The hot winds don’t promise to cease, the waves dont’ promise to calm, but as the prophet Jeremiah found: “ eating the words of God – become the joy and the delight of our hearts”

Joy can be birthed. As we run to God as Children of God — with all our pain and our panic — and sit in His sweet love, here is where he converts all of our intake into love and joy that helps reframe our darkest times.

This allows me to hold my sweet boy a few seconds longer, to entertain the thought of getting up before the sun rises to drool prayers with my husband; because the love of God is so divine and compelling that I too, want to birth and create things new.

These 40 Days, let Jesus see you and sit with you. Let him tend to you. Let him love you. And let him whisper to you, again and again: “you are brave”.

And may this be the compelling Spirit to start our breathing and pushing together — as children of God in this world — through the power and the love of the Holy Spirit.

How Exactly Do I Eat These 40 Days?

1. Bravely embrace these 40 Days from exactly where you are at. Start by naming your fears (let these fears that you name – be their own prayers):

“Courage is fear that has said it’s prayers” – Gene Robinson, Bishop
Courage breaks forth from acknowledged fears – and these fears themselves allow us an opening to a deeper spot in ourselves, where our hopes and desires reside….
**take a few minutes to jot down any fears you might have***

2. Consider how you can find and savor your joy each day.

Valarie Kaur – says that “joy” is a move to not give into the darkness — to the fractured-ness around us. This is a form of resistance. Ask God what that might be for you

  • Try: a spiritual practice (where you might encounter unexpected “joy”)
    We’ll have suggestions of a spiritual practice to try in the daily bible guide. But maybe you have your own thoughts.
    “I’ll sit in my favorite chair, with coffee in the morning for 5 minutes and ask God to be with me”.
  • Try: fasting (Allows us to see the props that we’ve been resting on to satiate us – to bring us perhaps fleeting “joy” – and to kick those props out from under us – and make more space for God). Spirit of fasting – is to fast for what we want or hope to encounter with Jesus. And we direct our hunger toward God – and make space for that encounter to be noticed.

3. Ingest God’s words

  • Try: Participating in the Daily Bible Guide. It’s great – it promises to turn on circuits in our brains that we don’t normally touch!
  • Try: Eating a sandwich
    Give yourself freedom – to just practically take in what you need for sustenance, like literally a sandwich!

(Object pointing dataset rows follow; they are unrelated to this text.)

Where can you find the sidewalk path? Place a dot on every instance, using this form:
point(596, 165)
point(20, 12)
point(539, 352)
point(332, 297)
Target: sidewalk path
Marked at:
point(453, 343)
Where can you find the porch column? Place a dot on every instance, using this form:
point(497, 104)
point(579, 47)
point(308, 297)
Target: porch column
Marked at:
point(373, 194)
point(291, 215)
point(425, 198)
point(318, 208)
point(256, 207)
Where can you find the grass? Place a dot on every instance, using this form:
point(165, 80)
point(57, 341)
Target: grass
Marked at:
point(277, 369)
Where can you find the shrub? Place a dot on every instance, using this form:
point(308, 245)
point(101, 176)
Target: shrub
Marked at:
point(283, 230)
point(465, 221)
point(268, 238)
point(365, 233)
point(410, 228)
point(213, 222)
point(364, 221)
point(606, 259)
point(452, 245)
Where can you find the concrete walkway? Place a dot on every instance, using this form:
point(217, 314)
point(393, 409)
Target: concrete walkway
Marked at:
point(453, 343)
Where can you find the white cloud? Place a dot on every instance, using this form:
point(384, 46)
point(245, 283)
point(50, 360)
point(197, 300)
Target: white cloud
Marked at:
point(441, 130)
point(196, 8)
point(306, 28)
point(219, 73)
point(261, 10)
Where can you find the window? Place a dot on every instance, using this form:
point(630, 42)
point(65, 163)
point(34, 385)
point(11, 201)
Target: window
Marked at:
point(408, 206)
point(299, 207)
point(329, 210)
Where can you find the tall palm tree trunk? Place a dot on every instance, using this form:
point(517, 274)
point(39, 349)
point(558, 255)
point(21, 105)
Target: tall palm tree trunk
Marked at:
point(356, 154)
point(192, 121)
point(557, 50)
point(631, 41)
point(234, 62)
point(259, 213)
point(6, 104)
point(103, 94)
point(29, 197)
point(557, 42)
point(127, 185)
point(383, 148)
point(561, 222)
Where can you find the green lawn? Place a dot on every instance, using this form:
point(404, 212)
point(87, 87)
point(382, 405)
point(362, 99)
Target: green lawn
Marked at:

4. Breathe and push alongside others

  • Try: Joining a community group for these 40 Days
    I’ve heard these referred to as “moveable sanctuaries”: a place of respite, to be youreself, of safety, where anyone is welcomed. Where you can encourage one another to breathe deeply, and move and push with love at your core.

5. Invite the Holy Spirit to fan the flames of lavish love and protect you from the hot winds.

  • Try: Praying for yourself, your six and your church/community.